Quanti verbi, in questo breve testo del Vangelo di Marco, per descrivere l’azione di Gesù nei riguardi del cieco! Il miracolo avviene in progressione, come il sole che sale all’orizzonte e cresce fino alla piena luce del mezzogiorno. Gesù compie la guarigione in una successione di gesti, e anche il cieco emerge progressivamente verso la luce, fino a vedere da lontano distintamente ogni cosa. E’ anche la nostra avventura, la nostra guarigione, fino alla visione chiara del Paradiso.

Vangelo secondo Marco 8,14-21

In quel tempo, i discepoli avevano dimenticato di prendere dei pani e non avevano con sé sulla barca che un solo pane.
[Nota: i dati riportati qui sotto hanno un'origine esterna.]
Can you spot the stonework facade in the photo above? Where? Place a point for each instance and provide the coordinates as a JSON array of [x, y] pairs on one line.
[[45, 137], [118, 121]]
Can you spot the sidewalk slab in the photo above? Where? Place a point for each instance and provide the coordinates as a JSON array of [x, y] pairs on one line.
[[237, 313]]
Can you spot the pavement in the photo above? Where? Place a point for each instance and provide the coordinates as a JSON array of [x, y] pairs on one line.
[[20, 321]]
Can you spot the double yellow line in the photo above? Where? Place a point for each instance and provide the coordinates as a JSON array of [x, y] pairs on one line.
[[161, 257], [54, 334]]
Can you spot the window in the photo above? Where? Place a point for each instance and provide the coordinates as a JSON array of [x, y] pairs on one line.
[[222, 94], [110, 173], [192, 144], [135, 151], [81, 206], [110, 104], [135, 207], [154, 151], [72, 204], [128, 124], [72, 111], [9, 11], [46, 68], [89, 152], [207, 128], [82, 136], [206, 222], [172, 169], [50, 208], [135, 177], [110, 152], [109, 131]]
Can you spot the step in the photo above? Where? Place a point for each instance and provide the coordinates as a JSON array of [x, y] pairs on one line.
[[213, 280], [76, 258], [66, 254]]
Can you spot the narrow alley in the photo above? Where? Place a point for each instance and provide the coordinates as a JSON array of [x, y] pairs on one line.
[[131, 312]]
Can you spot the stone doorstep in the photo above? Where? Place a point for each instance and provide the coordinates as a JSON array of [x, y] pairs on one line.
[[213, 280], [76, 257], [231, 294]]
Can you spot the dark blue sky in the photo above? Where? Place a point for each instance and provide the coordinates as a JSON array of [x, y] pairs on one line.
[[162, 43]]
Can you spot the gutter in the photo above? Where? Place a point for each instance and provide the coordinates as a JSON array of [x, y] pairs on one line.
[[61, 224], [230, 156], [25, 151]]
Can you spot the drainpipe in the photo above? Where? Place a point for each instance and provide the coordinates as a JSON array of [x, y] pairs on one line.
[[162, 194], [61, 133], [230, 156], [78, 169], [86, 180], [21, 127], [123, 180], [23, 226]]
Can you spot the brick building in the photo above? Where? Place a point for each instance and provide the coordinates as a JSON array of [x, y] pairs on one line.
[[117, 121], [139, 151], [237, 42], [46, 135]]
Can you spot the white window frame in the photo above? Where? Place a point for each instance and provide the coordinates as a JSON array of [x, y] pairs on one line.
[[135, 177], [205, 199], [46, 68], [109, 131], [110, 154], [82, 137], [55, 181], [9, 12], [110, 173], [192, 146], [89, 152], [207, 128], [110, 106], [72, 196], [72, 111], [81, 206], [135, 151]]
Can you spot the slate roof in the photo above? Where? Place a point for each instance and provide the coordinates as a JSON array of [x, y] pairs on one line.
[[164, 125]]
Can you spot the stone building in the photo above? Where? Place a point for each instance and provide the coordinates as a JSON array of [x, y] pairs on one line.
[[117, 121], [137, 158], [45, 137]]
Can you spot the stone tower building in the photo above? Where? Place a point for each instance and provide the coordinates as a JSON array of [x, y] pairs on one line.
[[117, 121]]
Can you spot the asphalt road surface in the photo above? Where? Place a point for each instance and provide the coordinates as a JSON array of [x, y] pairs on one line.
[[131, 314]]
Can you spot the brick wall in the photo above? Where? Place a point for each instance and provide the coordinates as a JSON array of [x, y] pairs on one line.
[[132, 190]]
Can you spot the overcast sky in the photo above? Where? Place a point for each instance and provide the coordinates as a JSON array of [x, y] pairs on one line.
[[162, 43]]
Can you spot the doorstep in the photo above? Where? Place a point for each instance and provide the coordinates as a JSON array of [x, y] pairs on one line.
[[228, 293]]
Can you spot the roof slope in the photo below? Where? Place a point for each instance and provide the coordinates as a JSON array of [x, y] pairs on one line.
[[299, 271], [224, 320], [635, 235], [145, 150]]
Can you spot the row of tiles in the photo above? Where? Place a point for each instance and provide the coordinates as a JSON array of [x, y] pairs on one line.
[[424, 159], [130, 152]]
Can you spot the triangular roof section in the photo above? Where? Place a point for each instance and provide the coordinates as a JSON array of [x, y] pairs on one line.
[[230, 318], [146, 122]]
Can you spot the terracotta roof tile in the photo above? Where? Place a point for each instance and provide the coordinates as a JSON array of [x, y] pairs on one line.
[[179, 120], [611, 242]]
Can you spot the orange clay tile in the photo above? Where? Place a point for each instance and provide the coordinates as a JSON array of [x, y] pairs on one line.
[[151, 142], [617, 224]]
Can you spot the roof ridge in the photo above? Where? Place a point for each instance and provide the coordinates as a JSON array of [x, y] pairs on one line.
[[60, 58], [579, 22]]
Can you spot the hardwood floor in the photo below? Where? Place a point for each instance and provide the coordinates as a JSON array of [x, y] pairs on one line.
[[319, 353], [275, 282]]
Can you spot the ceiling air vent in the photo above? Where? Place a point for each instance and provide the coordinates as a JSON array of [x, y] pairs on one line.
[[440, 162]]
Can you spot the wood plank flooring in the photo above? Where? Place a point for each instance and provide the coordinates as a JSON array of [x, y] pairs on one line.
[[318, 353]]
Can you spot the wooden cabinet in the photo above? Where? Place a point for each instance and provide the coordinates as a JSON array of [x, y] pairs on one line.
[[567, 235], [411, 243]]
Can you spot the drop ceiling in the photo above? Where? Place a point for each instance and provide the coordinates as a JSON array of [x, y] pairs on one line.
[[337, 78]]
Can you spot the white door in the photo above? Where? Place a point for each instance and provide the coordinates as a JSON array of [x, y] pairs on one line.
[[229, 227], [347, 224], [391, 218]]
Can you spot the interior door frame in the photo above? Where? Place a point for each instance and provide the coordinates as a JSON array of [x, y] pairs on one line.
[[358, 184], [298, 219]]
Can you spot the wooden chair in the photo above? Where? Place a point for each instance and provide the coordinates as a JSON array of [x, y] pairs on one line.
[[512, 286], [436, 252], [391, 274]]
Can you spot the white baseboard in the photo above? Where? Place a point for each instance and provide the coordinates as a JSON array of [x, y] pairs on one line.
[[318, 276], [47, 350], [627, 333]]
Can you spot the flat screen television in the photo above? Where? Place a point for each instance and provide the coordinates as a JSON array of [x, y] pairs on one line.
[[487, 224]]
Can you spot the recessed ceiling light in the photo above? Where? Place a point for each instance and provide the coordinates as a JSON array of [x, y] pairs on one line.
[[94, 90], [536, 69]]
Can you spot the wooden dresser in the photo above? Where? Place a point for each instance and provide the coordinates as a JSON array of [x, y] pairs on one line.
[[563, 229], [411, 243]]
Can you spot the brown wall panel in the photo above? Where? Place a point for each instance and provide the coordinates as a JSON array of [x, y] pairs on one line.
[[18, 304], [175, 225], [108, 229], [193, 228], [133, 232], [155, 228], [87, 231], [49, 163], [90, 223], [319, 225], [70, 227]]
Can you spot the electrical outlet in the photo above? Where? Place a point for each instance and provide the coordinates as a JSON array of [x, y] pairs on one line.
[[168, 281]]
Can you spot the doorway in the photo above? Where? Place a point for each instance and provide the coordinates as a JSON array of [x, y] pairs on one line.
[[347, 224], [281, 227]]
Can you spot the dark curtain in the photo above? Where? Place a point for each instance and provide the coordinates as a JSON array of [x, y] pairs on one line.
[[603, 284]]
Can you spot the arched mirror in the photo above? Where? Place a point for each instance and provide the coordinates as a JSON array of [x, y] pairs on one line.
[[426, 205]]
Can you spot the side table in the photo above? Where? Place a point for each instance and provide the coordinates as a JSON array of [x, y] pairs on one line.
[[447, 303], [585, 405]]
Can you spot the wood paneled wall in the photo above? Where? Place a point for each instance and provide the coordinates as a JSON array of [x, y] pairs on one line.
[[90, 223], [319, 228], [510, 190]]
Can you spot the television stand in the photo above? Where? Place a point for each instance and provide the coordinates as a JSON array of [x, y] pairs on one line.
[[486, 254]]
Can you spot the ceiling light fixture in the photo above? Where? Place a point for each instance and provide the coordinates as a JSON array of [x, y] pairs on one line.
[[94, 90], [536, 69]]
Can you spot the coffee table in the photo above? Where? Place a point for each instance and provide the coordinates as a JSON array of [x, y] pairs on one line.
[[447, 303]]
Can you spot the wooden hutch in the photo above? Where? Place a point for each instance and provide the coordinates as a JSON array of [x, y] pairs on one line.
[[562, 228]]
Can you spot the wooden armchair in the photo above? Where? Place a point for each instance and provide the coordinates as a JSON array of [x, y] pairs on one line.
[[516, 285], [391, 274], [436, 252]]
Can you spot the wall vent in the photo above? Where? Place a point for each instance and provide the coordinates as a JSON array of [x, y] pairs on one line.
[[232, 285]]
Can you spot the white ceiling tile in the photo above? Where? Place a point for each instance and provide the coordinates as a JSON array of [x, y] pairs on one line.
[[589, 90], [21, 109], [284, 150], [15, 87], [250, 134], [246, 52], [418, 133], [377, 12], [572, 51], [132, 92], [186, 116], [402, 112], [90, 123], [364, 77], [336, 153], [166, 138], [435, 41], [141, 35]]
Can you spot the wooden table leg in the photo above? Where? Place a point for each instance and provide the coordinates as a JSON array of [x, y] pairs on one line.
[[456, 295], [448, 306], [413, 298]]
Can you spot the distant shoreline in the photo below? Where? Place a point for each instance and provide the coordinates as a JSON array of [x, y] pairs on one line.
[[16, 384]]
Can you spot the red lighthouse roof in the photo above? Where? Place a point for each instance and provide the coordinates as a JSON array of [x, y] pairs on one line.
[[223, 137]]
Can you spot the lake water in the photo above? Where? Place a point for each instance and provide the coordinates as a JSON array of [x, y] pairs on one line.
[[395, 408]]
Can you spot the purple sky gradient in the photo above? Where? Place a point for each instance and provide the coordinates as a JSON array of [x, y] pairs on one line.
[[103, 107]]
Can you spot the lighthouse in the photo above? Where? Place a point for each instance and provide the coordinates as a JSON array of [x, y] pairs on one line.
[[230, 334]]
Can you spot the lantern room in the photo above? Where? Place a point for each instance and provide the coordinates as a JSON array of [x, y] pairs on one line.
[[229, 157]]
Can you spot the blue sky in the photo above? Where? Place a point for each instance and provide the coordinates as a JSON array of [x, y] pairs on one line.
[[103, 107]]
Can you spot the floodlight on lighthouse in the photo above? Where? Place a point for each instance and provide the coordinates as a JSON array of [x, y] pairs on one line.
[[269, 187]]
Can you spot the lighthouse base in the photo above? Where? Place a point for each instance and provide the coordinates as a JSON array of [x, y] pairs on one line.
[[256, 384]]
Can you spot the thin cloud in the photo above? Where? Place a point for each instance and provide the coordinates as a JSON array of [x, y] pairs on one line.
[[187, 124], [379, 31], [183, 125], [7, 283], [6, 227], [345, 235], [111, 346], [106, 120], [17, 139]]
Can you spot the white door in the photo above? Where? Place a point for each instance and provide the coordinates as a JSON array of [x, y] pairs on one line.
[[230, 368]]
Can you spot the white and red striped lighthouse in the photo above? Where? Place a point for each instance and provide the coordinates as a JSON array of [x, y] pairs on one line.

Allora Gesù li ammoniva dicendo: «Fate attenzione, guardatevi dal lievito dei farisei e dal lievito di Erode!». Ma quelli discutevano fra loro perché non avevano pane.
Si accorse di questo e disse loro: «Perché discutete che non avete pane? Non capite ancora e non comprendete? Avete il cuore indurito? Avete occhi e non vedete, avete orecchi e non udite? E non vi ricordate, quando ho spezzato i cinque pani per i cinquemila, quante ceste colme di pezzi avete portato via?». Gli dissero: «Dodici». «E quando ho spezzato i sette pani per i quattromila, quante sporte piene di pezzi avete portato via?». Gli dissero: «Sette». E disse loro: «Non comprendete ancora?».

LE DOMANDE DI GESU’

Hanno vissuto un’esperienza straordinaria, e non se ne accorgono, cioè non ne tengono conto per il resto della vita, per le nuove circostanze che accadono. I discepoli hanno partecipato alla moltiplicazione dei pani per cinquemila persone, e sono intimoriti per il fatto che hanno un solo pane. Non della loro penuria devono temere, essi che hanno Gesù nella loro barca. Devono temere invece il lievito avariato dei farisei e di Erode: la presunzione, la falsificazione della realtà e la chiusura del cuore.